Two-sided watercolor. Signed, lower right; titled verso.

Image size 20 1/2 x 27 inches (521 x 686 mm). 

A fine, expressionist work, with fresh colors, on cream watercolor paper; the image extending to the sheet edges, in excellent condition.Provenance: Estate of the Artist.

"Rather than working a watercolor rapidly, the mid-twentieth-century landscape watercolorist William Thon tended to devote numerous sessions of work to each sheet, always painting indoors, where he could best control the drying rates of washes and ink drawings. As a result, Thon’s watercolors have denser, more built-up surfaces than the modernist watercolors of the teens and twenties. Thon particularly liked the interplay of the successive layers of wash and ink and the fortuitous blurring that often occurred."

—Brooklyn Museum


William Thon (1906-2000) was noted for his highly abstracted landscape images. He was born in New York City and spent his childhood summers camping on Staten Island. He developed a great love of travel, and in 1933 made an eight-month voyage to Cocos Islands in the Pacific. 

Thon debuted as a professional artist in the 1939 Corcoran Gallery Biennial exhibition. He joined the Navy during World War II, and shortly after the war won the Prix de Rome, a fellowship in Rome to the American Academy, for which he later served as a trustee.
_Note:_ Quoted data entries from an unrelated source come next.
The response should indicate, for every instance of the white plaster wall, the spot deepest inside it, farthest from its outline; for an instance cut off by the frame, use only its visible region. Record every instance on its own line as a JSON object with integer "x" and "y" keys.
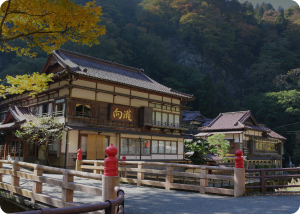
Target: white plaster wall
{"x": 63, "y": 142}
{"x": 158, "y": 157}
{"x": 180, "y": 148}
{"x": 84, "y": 83}
{"x": 105, "y": 87}
{"x": 122, "y": 90}
{"x": 170, "y": 156}
{"x": 139, "y": 94}
{"x": 180, "y": 156}
{"x": 73, "y": 141}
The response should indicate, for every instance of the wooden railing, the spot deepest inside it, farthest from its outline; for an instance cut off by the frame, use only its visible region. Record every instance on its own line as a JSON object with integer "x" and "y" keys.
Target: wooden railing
{"x": 137, "y": 174}
{"x": 263, "y": 176}
{"x": 67, "y": 183}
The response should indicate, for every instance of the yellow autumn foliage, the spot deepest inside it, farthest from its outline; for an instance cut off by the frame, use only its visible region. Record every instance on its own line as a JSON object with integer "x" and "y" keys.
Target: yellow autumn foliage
{"x": 48, "y": 24}
{"x": 35, "y": 83}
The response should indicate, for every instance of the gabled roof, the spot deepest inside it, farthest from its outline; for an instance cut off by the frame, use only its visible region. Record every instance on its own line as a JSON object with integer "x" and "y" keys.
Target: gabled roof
{"x": 236, "y": 120}
{"x": 232, "y": 120}
{"x": 87, "y": 66}
{"x": 188, "y": 116}
{"x": 17, "y": 116}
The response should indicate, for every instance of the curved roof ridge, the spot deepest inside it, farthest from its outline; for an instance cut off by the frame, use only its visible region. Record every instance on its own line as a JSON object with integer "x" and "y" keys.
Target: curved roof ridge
{"x": 212, "y": 122}
{"x": 126, "y": 67}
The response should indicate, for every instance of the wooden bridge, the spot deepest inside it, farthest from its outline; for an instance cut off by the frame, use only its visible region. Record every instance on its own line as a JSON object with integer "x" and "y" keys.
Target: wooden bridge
{"x": 67, "y": 184}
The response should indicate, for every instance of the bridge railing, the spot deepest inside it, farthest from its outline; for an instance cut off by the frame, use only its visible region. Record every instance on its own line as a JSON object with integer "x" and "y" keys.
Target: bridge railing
{"x": 137, "y": 172}
{"x": 108, "y": 206}
{"x": 108, "y": 191}
{"x": 134, "y": 172}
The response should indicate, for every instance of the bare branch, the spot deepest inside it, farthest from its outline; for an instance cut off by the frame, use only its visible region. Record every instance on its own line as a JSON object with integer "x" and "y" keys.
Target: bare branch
{"x": 20, "y": 12}
{"x": 4, "y": 17}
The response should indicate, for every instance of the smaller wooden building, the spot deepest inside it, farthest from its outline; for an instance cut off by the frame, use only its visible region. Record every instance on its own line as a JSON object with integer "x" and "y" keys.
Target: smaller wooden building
{"x": 260, "y": 145}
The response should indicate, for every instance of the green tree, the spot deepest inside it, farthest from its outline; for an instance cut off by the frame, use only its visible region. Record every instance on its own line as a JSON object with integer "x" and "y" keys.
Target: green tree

He received further recognition with his participation in the 1942 'Artists for Victory' exhibit at the Metropolitan Museum of Art. In 1944, Midtown Galleries in New York held his first one-person show—the gallery continued to represent him throughout his career. He had subsequent solo exhibitions at Smith College Art Museum, Fort Wayne Museum, and Farnsworth Museum in Rockland, Maine. 
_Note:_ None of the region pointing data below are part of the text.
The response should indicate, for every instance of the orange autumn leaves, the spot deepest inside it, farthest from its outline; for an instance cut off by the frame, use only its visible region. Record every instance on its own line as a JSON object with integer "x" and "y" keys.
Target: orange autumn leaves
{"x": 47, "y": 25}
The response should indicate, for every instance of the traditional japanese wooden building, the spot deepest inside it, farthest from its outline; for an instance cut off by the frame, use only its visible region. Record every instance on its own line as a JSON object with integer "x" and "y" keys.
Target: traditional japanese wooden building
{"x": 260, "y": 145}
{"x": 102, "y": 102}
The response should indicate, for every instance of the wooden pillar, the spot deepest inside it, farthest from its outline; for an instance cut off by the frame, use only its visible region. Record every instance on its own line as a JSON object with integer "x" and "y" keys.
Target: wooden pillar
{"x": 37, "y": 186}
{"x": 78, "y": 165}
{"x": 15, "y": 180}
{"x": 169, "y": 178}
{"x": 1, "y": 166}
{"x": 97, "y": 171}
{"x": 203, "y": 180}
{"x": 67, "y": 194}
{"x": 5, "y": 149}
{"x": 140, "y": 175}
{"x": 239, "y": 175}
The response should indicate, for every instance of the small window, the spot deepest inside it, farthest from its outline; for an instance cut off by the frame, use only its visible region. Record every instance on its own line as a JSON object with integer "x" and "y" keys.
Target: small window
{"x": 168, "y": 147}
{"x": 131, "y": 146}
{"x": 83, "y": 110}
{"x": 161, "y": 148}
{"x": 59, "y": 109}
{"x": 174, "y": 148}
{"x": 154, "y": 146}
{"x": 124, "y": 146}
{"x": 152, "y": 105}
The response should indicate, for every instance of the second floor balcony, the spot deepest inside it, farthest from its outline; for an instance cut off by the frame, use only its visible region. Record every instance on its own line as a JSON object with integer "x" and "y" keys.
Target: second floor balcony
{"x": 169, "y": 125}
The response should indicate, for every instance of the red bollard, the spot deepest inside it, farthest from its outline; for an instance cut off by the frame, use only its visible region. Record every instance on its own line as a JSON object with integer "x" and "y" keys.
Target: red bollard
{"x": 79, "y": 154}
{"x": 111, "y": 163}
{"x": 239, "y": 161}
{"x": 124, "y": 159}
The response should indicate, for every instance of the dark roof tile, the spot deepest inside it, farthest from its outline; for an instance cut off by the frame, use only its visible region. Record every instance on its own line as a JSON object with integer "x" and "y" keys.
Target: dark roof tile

Thon received an honorary Doctor of Arts from Bates College in Lewiston, Maine, in 1957. He was a member of The American Academy and Institute of Arts and Letters and the National Academy of Design.  In 1947, Thon’s year-long study at the American Academy proved pivotal in his career, when he began working in watercolor. Upon returning to America, he submitted a watercolor to the 1949 exhibition of the National Academy of Design, and that year was voted into Academy membership. He frequently exhibited at the Academy and won prizes, including the Benjamin Altman Prize in 1951, 1954, 1961, 1967, and 1969. 
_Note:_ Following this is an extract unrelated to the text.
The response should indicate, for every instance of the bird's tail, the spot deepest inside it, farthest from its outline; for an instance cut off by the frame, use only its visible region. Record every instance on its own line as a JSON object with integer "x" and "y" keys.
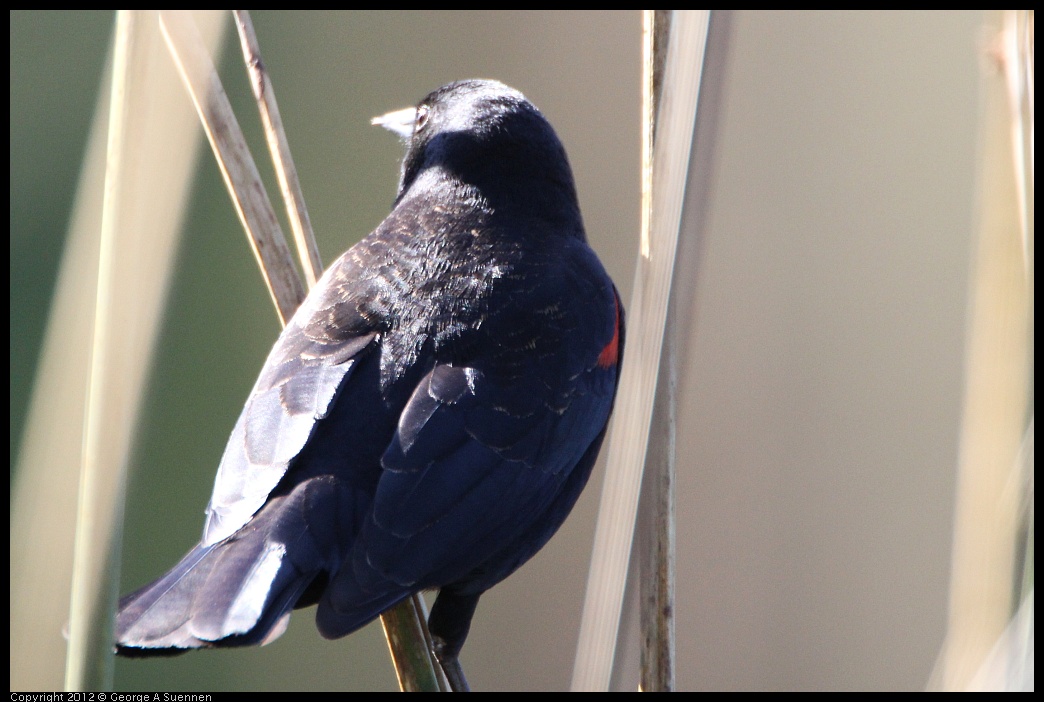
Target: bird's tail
{"x": 239, "y": 591}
In 1951, Thon received a grant from the American Academy of Arts and Letters. He often traveled to Italy, and in 1955 served in Rome as Artist-in-Residence at the American Academy.   

Thon chose to live in the relative isolation of Port Clyde, Maine, on a peninsula overlooking the sea, a quiet place, especially in winter. He preferred the company of sailors, craftsmen, lobstermen, a few fellow artists, and his beloved wife, Helen. This area is credited as inspiring a stylistic breakthrough for Thon when he discovered an abandoned quarry near his property. There he created numerous, increasingly abstract paintings of spidery trees with rectilinear slabs of interspersed granite. His works bore the imprint of his vital connection to the raw, natural beauty of rural Maine, its rugged terrain, beautiful virgin forests, intemperate seas, and the human made scatter of wooden buildings along its rocky shoreline.  

William Thon was awarded numerous prizes and is represented in over 60 museum collections including, Metropolitan Museum of Art, Brooklyn Museum, Hirshhorn Museum, The Butler Institute of American Art, Columbus Museum of Art, and in Maine, Farnsworth Art Museum, Portland Museum of Art, and Ogunquit Museum of Art.